What other dynamical symmetries are there in the world that I heven't heared of and how should the conserved quantities look in general terms? Is there an analogue to Noether's theorem that would tell me exactly how the conserved quantity should look like? How did Laplace, Runge and Lenz get the expression for the vector?

Sonty
that's the first result in google's search and the second in teoma's. It doesn't help. It's like trees are green, the sky is blue, the water is wet, stuff like that. It doesn't say why or how.

Ambitwistor
Originally posted by Sonty
that's the first result in google's search and the second in teoma's. It doesn't help. It's like trees are green, the sky is blue, the water is wet, stuff like that. It doesn't say why or how.
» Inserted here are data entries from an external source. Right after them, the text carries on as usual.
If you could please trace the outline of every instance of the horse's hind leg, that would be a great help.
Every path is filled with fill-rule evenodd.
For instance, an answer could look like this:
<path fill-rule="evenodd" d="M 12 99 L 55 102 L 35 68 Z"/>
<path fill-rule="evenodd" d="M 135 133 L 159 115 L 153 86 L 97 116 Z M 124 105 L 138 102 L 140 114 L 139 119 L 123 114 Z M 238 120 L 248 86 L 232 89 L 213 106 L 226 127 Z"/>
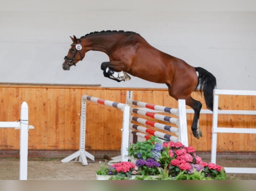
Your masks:
<path fill-rule="evenodd" d="M 178 93 L 172 91 L 171 86 L 169 84 L 166 84 L 168 87 L 169 94 L 170 96 L 174 97 L 176 100 L 179 99 L 184 99 L 185 100 L 186 104 L 192 107 L 194 110 L 195 114 L 193 119 L 191 129 L 194 136 L 199 139 L 200 136 L 202 136 L 202 132 L 199 127 L 199 115 L 202 104 L 200 101 L 196 100 L 192 98 L 190 94 L 187 95 L 182 95 L 179 92 Z"/>
<path fill-rule="evenodd" d="M 186 104 L 192 107 L 195 112 L 191 129 L 194 136 L 199 139 L 199 136 L 202 136 L 202 132 L 199 126 L 199 115 L 202 104 L 199 101 L 192 98 L 190 96 L 186 99 Z"/>

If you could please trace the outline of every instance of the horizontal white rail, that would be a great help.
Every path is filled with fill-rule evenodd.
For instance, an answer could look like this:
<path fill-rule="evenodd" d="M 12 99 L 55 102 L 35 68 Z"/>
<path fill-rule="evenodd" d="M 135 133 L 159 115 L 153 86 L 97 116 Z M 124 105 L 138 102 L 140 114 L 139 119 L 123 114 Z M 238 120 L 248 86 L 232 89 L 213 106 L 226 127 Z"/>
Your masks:
<path fill-rule="evenodd" d="M 251 90 L 214 90 L 216 95 L 235 95 L 236 96 L 256 96 L 256 91 Z"/>
<path fill-rule="evenodd" d="M 238 133 L 256 134 L 256 129 L 250 128 L 233 128 L 233 127 L 221 127 L 214 128 L 214 133 Z"/>
<path fill-rule="evenodd" d="M 194 110 L 190 109 L 186 109 L 187 113 L 194 113 Z M 212 114 L 213 112 L 209 109 L 201 109 L 200 113 L 205 114 Z M 256 111 L 251 110 L 224 110 L 219 109 L 218 110 L 219 114 L 230 114 L 232 115 L 256 115 Z"/>
<path fill-rule="evenodd" d="M 218 133 L 256 134 L 256 128 L 232 127 L 223 127 L 218 126 L 219 114 L 238 114 L 255 115 L 256 111 L 247 110 L 220 110 L 218 109 L 219 95 L 235 95 L 256 96 L 256 91 L 243 90 L 214 90 L 214 91 L 213 112 L 213 125 L 212 138 L 212 152 L 211 162 L 216 163 L 217 150 L 217 137 Z M 255 168 L 240 168 L 225 167 L 226 172 L 228 173 L 256 173 Z"/>
<path fill-rule="evenodd" d="M 256 168 L 225 167 L 224 169 L 227 173 L 256 174 Z"/>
Uh, have you actually read the paper cited by that message, the one in Phys Rev?

The abstract:

Noether and Lie symmetry analyses based on point transformations that depend on time and spatial coordinates will be reviewed for a general class of time-dependent Hamiltonian systems. The resulting symmetries are expressed in the form of generators whose time-dependent coefficients follow as solutions of sets of ordinary differential ("auxiliary") equations. The interrelation between the Noether and Lie sets of auxiliary equations will be elucidated. The auxiliary equations of the Noether approach will be shown to admit invariants for a much broader class of potentials, compared to earlier studies. As an example, we work out the Noether and Lie symmetries for the time-dependent Kepler system. The Runge-Lenz vector of the time-independent Kepler system will be shown to emerge as a Noether invariant if we adequately interpret the pertaining auxiliary equation. Furthermore, additional nonlocal invariants and symmetries of the Kepler system will be isolated by identifying further solutions of the auxiliary equations that depend on the explicitly known solution path of the equations of motion. Showing that the invariants remain unchanged under the action of different symmetry operators, we demonstrate that a unique correlation between a symmetry transformation and an invariant does not exist.

Sonty
I had it but didn't fully read it. I had just skimmed through it searching for keywords. Didn't find them until I actually read a big part of it. In my reaction I confused it for another one. The thing is that seems to me to elaborate. I don't think that's what I'm supposed to get. I couldn't follow his calculations fully, maybe because I'm tired and I've been fighting this nasty flu for a couple of days. There's got to be an easier way to do it.